- Cover Page for Shikari Shambu: Escapades (No. 5)

Publication information
- Publisher: ACK Comics
- First appearance: Tinkle, 1983
- Created by: Vasant B. Halbe Luis Fernandes

In-story information
- Place of origin: India
- Abilities: Luck and rifle

= Shikari Shambu =

Indian Comic Character

Shikari Shambu (Hunter Shambu) is an Indian comics character created by Vasant Halbe and Luis Fernandes for the Tinkle magazine in 1983. Shikari Shambu is one of the characters of Tinkle.

Shambu is a cowardly and lazy shikari (hunter) whom the rest of the world perceives as courageous. He always tries to run away from dangerous animals, but due to some stroke of luck always ends up as a hero. He lives with his wife Shanti. In The Legend of Shikari Shambu (Tinkle Magazine No.573), it was revealed that Shambu, before being called "Shikari" Shambu, fell on a tiger and knocked him out. It was after this incident that he got the name "Shikari" Shambu.

He is shown wearing a large pith helmet that completely covers his face and green shorts and a shirt. He carries a large rifle which he usually never uses, never having been shown to have shot or killed an animal.

The character has been adapted for animation and mobile video game adaptations have been released by Nazara Technologies (including Shikari Shambu - The Game and Shikari Shambu Jungle Run).

== Origins ==

By 1988, Tinkle was already on its way becoming the most popular children's magazine in India. Their biggest rival that time was another children magazine named Target, run by Living Media. Unlike Tinkle, Target was more of a narrative magazine, with a few pages of comics. Their flagship character that time was Detective Moochhwala (Hindi for "the man with a mustache") by Ajit Ninan. Moochhwala who was a detective with penetrating eyes and a huge mustache. Tinkle decided to create a competing character. Subba Rao and Dhruva, two of the creators at Tinkle, came up with the proposal for such a character. They decided to base this new character on a boastful but cowardly big game hunter in the then famous television drama, I Love Lucy.

Luis Fernandes then worked on producing the first story, which was originally named "Shambu", before Shahid Hidayat prefixed Shikari (Hindi for "hunter") to the name. Some of his editorial teammates had reservation over the use of the name Shikari, as the wildlife conservation theme was in its prominence. But, the sheer charisma of the name, they and the editor Anant Pai, decided to let it continue. But, contrary to the name, the creators ensured that Shambu never would shoot or kill any animal in any of its episodes. More than that, creators slowly even disassociated him from his trademark hunting gun, after few episodes. The "non-violence" policy of Tinkle also resulted in Shambu being portrayed as more of an explorer than a hunter.
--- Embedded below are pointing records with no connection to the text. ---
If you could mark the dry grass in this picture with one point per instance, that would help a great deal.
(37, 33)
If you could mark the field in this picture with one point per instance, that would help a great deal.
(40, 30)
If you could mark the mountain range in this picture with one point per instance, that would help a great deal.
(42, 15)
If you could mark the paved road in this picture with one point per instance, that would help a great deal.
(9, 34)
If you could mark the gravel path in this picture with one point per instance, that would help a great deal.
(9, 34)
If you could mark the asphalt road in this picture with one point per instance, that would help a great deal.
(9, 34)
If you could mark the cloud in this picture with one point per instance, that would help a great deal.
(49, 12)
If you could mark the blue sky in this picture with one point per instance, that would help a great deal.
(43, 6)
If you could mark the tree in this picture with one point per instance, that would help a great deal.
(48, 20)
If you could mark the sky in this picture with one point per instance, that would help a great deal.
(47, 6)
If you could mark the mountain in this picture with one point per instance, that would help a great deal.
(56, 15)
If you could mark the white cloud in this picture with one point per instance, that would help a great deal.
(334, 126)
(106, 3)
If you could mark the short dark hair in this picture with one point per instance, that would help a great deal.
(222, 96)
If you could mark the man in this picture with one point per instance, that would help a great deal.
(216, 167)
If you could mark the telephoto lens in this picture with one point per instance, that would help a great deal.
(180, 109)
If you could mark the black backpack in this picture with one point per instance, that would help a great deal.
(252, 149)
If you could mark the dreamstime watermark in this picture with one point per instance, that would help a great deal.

One of the reasons for the popularity of Shikari Shambu, was due to the comical illustrations of the artist, Vasant Halbe. Halbe, who was a freelancer at Tinkle that time, had impressed the editorial team with his earlier works. Once he was confirmed officially as the artist for the series, he showcased his character sketches, of which a drawing of Shikari with his Topi (hat) pulled down over his eyes, caught everyone's attention. The sketch went on to be among the flagship characters of Tinkle. In 1997, Savio A. Mascarenhas replaced Halbe as the illustrator.

== As Little Shambu ==

Later, during the 434th issue of Tinkle, the childhood version of Shambu and also a spin-off of the series, known as Little Shambu appeared. It was a brainwave of Reena Ittyerah Puri, the former Associate Editor of Tinkle and now, Editor, Amar Chitra Katha.
The characters of Little Shambu are-

1. Little Shambu- The childhood version of Shikari Shambu.
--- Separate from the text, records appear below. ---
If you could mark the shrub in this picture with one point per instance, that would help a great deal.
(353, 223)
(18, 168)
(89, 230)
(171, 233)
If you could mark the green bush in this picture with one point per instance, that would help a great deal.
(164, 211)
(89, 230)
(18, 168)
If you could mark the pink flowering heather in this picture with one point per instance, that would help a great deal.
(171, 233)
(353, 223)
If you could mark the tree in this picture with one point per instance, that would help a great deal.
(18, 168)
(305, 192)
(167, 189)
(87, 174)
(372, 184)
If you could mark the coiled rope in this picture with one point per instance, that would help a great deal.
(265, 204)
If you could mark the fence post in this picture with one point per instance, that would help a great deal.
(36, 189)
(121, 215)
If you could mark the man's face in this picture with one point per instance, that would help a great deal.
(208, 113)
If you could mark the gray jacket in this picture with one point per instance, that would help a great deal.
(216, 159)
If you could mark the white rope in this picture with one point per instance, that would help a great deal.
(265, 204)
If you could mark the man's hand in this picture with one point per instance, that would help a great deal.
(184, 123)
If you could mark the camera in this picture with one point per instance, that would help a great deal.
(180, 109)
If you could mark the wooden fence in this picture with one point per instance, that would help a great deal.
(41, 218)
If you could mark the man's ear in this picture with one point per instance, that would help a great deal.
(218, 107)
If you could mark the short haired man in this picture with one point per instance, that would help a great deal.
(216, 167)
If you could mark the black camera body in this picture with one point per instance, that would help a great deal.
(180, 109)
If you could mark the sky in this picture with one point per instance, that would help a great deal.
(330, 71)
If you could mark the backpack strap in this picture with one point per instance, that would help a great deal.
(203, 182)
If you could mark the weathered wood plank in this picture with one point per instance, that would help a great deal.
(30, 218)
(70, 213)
2. Little Shanti- The childhood version of Shanti, Shambu's Wife.

3. Little J.J.- The childhood version of Jeeva Jeevantak, an old arch-rival of Shambu who wants to harass him.
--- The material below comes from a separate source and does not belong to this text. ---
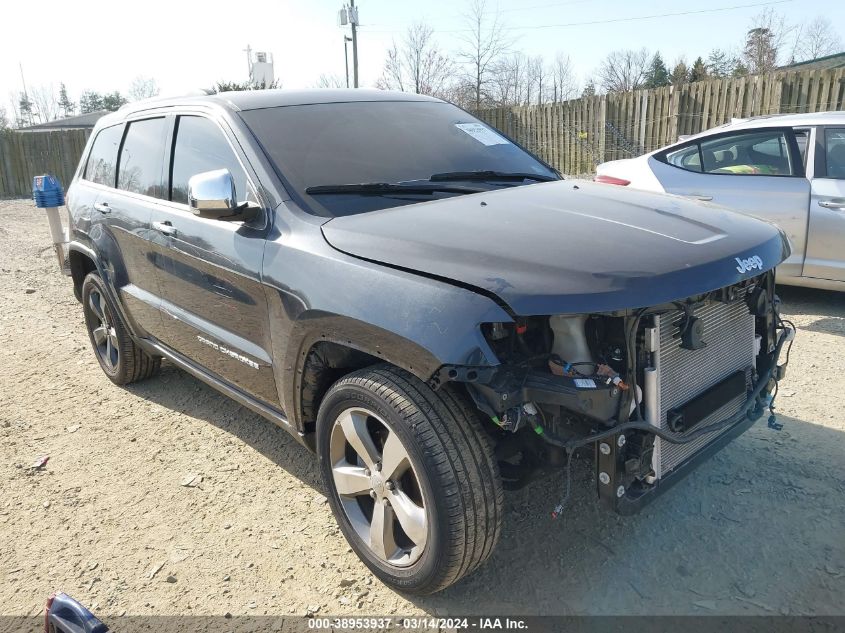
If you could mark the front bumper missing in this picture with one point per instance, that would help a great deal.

4. Dum Dum- The pet of Little Shambu, who doesn't appears in the main comic series, Shikari Shambu.

5. Kittu- The pet of Little Shanti. She doesn't appears in Shikari Shambu comic series and always harassed by J.J.

6. Suhasini- She is Little Shambu's mother. Although, her name was not revealed but revealed in a story named Nibble Nibble, which is the 3rd Little Shambu story.

7. Shambu's Father- (The name has not revealed) He is the father of Little Shambu and he always scolded him and even tried to leave him wherever the Shambu household went on such occasions.

The reoccurring characters of Little Shambu are Manu Kaka, Panda Thieves, The teacher, The School Watchman, Prof. Y. Russ, Lakshmi, the Temple Elephant, Kondiah, etc.